UCLA Jokes (for equal time)
courtesy of Deborah Holt, USC alumnae

Q: How do you get a UCLA graduate off your front porch?
A: Give him the pizza money.

Q: Do you know why they couldn't have a nativity scene at UCLA ?
A: They couldn't find three wise men or a virgin.

Q: Why did the chicken cross the road?
A: To get as far away from UCLA as possible

Q: Did you hear that UCLA is dressing only 15 players this season?
A: The rest can dress themselves.

Q: What does a UCLA say when he sees you?
A: Would you like fries to go with that, sir?

Q: What is the difference between a UCLA fan and a three-week-old puppy?
A: Eventually the puppy will stop whining.

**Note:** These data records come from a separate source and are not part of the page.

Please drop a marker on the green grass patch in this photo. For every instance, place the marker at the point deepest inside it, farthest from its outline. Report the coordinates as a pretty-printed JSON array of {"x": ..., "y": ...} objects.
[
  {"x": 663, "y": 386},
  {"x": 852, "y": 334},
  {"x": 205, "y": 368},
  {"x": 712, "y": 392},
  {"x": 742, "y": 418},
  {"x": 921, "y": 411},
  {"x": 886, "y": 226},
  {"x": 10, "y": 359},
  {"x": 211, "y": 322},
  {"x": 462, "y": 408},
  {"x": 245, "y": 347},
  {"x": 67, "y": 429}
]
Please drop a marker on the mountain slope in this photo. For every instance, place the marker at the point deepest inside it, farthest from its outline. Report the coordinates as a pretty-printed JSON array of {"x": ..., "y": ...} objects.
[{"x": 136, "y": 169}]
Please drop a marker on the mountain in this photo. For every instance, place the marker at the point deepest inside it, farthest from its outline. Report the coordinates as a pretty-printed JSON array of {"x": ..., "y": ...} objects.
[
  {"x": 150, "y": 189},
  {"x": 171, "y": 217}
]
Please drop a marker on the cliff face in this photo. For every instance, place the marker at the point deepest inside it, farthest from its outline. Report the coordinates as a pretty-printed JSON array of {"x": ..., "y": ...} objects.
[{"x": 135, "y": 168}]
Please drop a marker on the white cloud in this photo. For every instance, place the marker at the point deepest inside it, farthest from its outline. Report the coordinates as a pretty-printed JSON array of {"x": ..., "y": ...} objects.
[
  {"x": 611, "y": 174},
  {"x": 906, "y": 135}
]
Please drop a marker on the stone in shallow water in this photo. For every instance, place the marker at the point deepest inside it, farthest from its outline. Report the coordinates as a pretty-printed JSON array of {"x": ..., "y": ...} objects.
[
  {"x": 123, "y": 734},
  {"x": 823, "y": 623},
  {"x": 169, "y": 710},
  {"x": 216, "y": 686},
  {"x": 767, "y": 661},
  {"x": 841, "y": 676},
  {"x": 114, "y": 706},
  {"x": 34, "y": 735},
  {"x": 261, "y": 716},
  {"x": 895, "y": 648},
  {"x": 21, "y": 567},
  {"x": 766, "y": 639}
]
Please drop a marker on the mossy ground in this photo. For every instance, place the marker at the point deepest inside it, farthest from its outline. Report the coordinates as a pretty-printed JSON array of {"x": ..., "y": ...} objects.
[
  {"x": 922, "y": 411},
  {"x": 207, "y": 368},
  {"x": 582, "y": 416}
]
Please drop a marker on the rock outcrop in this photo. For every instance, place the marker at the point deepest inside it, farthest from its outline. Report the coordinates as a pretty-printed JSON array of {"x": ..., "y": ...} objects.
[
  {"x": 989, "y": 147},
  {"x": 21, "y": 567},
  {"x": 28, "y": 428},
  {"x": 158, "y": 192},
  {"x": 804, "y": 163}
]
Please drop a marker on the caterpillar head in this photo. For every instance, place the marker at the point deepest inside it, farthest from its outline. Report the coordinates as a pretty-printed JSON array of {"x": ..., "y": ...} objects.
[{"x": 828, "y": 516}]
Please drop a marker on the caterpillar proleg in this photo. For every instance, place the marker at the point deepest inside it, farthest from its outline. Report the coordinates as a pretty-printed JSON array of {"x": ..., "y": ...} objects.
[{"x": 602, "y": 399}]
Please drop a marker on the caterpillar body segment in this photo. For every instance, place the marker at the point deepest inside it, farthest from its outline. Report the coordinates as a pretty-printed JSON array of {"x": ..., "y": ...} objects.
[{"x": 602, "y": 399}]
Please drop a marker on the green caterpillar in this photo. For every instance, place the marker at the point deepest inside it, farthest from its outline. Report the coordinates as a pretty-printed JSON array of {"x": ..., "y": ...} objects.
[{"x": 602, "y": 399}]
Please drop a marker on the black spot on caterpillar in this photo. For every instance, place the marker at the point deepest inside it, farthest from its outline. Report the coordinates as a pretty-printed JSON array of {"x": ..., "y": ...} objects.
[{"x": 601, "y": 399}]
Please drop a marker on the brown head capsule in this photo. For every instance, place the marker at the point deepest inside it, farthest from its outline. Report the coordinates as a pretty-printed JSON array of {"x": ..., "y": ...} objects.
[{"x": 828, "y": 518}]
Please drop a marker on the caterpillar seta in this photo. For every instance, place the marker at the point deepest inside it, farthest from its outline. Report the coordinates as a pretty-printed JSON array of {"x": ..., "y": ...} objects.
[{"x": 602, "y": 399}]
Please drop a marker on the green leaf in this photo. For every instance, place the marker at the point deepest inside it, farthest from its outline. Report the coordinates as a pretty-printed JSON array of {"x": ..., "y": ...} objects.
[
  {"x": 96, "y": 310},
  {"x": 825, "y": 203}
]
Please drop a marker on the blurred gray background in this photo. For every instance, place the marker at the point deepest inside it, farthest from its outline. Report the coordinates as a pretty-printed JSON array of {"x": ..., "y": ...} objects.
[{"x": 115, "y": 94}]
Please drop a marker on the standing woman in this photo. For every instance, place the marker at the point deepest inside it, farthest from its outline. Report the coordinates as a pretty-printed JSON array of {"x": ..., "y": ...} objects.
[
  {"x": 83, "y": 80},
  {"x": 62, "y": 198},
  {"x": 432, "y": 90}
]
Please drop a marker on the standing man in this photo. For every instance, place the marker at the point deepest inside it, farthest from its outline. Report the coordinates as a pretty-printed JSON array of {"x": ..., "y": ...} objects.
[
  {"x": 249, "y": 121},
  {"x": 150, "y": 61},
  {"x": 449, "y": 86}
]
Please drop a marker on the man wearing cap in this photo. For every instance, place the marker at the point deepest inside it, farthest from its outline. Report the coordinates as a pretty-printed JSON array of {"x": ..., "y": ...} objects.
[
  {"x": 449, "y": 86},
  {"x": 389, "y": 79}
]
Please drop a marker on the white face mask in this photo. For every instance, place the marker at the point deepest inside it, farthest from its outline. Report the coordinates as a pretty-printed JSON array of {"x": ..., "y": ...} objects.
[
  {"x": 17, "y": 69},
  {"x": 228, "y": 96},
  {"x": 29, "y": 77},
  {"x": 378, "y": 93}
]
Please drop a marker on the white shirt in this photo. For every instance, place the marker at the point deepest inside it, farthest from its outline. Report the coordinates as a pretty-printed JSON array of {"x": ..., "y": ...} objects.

Q: What do you call 30 UCLA students in a basement?
A: A whine cellar.

Q: Why are they planning to resurface The Rose Bowl with cardboard?
A: Because the Bruins always play better on paper.

Q: What do you get when you cross a pig with a UCLA graduate?
A: Nothing. There are some things a pig just won't do.

Q: Why do UCLA graduates put a copy of their diploma in the window of their vehicles?
A: So they can park in handicap spaces.

Q: How many UCLA football players does it take to change a light bulb?
A: Just two, but they each get three hours credit.

Q: Do you know where John Robinson moved after he retired?
A: Westwood, he wanted to get as far away from football as he could.